豪州RSCからNASCARカップへの“越境”加速。8月のIMSではSVG再戦、RCRからコステッキもデビューへ

 19号車をドライブするトゥルーエクスJr.が301周中254周をリードし、圧勝を飾った第20戦『クレヨン301』を終え、舞台は引き続きトヨタ勢が得意とする超高速“トライオーバル”での勝負に。

 そのレースウイークの週末を前に、8月11~13日にインディアナポリス(IMS)のロードコースで開催される第24戦『ベライゾン200アット・ザ・ブリックヤード』に向けては、すでに参戦表明済みだった小林可夢偉(23XIレーシング/トヨタ・カムリ)の67号車に加えて、RSCレプコ・スーパーカー・チャンピオンシップ王者シェーン-ヴァン・ギズバーゲン(トラックハウス・レーシング・チーム/シボレー・カマロ)の再戦も決定。

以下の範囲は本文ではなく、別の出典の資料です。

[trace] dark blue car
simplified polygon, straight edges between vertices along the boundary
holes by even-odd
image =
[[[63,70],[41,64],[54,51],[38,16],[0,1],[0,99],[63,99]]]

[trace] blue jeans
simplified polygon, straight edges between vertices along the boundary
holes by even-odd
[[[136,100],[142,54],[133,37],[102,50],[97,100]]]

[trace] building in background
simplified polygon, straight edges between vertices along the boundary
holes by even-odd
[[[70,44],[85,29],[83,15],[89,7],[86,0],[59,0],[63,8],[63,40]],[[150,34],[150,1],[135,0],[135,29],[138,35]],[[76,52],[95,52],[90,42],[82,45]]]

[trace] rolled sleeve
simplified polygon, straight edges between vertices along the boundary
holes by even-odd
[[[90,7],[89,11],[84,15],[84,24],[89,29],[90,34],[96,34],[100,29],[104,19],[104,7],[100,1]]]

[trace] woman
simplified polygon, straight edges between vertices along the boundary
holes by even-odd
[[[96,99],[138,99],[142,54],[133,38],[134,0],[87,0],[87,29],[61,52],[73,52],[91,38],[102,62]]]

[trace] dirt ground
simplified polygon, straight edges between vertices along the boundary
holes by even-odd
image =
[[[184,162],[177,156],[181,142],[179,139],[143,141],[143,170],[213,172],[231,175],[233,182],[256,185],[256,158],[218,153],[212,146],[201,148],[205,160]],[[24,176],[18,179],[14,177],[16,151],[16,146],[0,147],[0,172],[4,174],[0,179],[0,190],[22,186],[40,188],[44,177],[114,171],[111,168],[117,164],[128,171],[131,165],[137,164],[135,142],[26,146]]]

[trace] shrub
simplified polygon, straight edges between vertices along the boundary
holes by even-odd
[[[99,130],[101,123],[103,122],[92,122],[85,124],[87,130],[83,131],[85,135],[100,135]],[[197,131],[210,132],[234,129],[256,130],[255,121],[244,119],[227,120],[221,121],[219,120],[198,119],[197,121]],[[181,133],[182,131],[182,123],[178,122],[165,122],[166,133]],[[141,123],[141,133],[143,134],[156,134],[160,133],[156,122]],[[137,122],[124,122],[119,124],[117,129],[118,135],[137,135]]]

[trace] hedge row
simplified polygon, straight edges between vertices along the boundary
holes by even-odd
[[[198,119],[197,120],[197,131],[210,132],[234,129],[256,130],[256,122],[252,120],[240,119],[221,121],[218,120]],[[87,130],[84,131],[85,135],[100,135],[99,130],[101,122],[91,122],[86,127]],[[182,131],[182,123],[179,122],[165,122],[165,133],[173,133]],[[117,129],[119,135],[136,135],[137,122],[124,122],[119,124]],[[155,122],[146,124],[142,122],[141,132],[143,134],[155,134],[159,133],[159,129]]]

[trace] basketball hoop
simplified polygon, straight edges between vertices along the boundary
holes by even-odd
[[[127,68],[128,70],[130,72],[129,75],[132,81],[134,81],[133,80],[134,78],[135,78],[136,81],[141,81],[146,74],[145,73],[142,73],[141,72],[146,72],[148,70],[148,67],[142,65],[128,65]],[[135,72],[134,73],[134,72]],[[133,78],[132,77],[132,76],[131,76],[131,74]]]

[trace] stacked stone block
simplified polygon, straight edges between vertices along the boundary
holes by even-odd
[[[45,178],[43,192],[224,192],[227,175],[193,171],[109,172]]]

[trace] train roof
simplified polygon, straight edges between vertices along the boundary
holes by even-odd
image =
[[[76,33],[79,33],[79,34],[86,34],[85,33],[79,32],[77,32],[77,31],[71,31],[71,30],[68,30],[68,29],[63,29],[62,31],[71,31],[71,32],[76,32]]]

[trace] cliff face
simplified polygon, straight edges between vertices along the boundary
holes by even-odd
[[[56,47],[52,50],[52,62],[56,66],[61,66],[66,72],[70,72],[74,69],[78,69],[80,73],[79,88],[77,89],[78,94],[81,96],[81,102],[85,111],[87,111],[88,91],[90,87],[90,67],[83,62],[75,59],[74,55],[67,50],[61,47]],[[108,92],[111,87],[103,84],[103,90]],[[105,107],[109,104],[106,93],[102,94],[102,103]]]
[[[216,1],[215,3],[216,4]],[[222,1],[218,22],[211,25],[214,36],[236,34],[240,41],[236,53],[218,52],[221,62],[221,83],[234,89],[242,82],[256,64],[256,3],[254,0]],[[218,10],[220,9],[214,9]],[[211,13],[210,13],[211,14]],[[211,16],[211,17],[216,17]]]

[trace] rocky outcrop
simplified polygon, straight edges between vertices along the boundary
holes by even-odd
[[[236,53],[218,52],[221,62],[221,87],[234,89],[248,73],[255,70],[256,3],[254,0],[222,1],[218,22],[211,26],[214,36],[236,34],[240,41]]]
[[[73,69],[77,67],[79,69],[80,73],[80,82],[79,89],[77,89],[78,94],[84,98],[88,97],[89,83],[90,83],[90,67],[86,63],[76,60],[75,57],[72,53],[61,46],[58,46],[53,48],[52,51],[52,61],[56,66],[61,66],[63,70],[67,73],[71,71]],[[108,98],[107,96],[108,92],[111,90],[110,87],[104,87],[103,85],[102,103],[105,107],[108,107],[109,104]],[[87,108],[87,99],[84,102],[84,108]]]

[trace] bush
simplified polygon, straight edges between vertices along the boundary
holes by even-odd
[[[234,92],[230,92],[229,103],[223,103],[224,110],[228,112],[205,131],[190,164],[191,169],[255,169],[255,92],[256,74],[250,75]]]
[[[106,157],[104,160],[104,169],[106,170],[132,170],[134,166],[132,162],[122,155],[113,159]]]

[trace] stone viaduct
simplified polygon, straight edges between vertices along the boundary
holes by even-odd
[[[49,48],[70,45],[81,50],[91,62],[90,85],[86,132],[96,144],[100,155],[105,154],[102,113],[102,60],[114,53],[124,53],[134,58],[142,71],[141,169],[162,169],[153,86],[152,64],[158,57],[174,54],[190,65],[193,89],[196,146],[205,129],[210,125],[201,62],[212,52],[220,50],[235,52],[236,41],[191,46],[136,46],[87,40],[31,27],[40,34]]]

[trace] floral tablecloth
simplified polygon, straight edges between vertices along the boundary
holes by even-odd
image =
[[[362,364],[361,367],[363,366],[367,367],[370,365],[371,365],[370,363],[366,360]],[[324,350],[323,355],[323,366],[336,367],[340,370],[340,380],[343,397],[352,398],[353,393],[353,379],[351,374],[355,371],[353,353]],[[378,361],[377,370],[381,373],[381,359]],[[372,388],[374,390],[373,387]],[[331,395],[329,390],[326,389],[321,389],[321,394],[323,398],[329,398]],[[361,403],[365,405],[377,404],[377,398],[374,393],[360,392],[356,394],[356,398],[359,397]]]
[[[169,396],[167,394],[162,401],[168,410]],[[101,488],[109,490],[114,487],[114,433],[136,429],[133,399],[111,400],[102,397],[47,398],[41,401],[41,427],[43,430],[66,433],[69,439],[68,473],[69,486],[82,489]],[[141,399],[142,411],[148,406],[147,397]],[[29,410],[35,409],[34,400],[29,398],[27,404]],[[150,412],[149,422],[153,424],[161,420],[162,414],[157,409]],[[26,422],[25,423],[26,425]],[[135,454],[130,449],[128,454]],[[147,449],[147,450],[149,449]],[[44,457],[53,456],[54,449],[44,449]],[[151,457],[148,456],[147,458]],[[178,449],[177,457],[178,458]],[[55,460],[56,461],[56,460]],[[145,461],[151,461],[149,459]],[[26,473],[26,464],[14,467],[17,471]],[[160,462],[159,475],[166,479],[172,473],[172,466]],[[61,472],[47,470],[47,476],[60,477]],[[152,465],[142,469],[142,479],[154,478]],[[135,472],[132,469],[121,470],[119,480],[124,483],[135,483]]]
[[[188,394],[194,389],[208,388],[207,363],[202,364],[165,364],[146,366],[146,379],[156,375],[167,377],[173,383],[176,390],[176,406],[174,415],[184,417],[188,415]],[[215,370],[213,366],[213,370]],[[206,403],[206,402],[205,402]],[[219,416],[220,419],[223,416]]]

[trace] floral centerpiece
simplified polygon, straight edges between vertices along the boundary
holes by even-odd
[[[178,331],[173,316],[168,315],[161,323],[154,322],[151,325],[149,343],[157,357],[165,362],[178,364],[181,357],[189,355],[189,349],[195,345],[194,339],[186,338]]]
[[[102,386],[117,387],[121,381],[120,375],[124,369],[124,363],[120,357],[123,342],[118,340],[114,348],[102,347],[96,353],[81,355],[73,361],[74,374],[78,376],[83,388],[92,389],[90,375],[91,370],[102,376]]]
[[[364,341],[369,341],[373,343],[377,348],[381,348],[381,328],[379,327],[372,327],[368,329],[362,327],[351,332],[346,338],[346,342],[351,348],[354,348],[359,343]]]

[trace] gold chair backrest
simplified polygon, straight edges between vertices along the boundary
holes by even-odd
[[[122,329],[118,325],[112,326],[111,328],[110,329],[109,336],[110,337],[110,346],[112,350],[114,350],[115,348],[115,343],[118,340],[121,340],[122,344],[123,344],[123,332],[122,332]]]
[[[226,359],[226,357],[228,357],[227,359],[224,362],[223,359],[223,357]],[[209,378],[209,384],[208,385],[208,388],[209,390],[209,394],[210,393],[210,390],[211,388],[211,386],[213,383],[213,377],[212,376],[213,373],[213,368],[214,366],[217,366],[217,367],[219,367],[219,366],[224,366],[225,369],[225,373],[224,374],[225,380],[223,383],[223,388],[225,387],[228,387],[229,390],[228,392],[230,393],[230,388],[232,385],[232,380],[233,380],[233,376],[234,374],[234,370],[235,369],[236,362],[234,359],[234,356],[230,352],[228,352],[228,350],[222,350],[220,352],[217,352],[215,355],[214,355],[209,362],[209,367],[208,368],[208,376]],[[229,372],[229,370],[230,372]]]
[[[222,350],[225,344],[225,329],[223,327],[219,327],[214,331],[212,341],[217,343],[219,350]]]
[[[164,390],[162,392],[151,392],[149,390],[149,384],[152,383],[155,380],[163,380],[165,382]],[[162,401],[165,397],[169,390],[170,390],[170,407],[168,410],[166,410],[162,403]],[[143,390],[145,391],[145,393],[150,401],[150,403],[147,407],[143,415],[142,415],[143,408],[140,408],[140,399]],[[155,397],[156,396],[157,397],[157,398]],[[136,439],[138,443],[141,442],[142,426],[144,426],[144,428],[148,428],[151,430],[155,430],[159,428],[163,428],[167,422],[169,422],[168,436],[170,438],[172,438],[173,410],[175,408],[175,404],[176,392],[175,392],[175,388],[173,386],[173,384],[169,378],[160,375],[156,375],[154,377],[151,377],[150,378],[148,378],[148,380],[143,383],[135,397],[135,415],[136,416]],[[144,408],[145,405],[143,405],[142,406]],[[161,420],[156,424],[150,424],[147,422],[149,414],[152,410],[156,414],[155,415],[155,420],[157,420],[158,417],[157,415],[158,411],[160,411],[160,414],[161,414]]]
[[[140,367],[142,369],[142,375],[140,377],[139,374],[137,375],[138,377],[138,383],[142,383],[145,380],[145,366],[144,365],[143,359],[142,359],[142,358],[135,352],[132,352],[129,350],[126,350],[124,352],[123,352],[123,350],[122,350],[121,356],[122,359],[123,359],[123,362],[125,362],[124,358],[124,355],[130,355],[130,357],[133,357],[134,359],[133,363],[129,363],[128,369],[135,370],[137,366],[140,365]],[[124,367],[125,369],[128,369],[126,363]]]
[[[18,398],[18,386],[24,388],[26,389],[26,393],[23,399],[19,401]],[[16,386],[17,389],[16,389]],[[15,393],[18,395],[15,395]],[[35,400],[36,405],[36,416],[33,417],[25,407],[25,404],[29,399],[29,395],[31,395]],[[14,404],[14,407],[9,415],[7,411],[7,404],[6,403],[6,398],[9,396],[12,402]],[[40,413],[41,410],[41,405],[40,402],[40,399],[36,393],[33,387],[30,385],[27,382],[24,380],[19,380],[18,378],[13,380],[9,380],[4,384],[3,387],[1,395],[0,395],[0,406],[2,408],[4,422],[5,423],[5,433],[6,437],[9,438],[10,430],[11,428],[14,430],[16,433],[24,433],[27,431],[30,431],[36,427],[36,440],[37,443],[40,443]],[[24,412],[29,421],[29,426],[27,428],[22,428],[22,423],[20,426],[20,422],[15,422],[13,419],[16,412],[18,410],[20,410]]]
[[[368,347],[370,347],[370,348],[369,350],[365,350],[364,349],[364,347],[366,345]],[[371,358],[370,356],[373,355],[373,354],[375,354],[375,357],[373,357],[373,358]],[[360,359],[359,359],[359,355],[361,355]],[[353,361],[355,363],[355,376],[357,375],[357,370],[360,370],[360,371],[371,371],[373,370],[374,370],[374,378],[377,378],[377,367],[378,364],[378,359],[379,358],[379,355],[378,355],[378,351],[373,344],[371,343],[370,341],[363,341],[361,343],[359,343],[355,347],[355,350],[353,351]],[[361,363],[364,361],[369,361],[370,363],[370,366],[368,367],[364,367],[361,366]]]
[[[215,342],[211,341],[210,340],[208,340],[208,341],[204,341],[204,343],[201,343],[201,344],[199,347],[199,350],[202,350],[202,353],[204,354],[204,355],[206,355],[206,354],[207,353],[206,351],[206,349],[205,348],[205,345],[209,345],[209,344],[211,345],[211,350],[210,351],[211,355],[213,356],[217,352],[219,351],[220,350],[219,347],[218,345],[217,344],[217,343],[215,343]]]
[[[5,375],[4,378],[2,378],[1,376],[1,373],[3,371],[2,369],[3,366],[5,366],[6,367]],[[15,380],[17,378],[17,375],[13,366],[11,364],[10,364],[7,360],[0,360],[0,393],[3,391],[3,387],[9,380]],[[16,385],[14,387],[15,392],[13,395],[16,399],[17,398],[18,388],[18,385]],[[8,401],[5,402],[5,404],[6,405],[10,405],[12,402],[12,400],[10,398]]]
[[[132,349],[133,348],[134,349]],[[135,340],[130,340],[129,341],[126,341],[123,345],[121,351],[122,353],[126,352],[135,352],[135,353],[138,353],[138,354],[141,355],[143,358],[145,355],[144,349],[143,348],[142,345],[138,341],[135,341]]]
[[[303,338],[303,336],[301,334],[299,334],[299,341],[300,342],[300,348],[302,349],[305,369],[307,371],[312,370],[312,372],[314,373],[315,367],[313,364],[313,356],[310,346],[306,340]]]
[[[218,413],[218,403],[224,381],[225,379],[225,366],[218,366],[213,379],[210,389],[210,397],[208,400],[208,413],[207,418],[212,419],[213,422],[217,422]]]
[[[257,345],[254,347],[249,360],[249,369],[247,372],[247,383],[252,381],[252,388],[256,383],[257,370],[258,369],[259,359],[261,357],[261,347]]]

 7月初旬のシカゴ市街地でカップ戦60年ぶりのデビューウインを飾り、世界に衝撃を与えた3冠王者SVGが、ふたたびトラックハウス・レーシングの国際ゲスト招聘枠『プロジェクト91』の91号車をドライブすることが発表された。

 さらにオーストラリアの同シリーズからは、現在ランキング2位でタイトル戦線に名乗りを挙げるブロディ・コステッキ(リチャード・チルドレス・レーシング/シボレー・カマロ)の初参戦も決定。かつて下部シリーズで腕を磨いた若手有望株のカップデビューが決まるなど、南半球からの賑やかな話題が相次いだ。

 一方のレギュラー勢でも動きがあり、来季2024年に向けてはジャスティン・ヘイリー(カウリグ・レーシング/シボレー・カマロ)の移籍もアナウンスされており、新たにリック・ウェア・レーシング(RWR)との複数年契約を結び、心機一転のフォード陣営で戦うことが決まっている。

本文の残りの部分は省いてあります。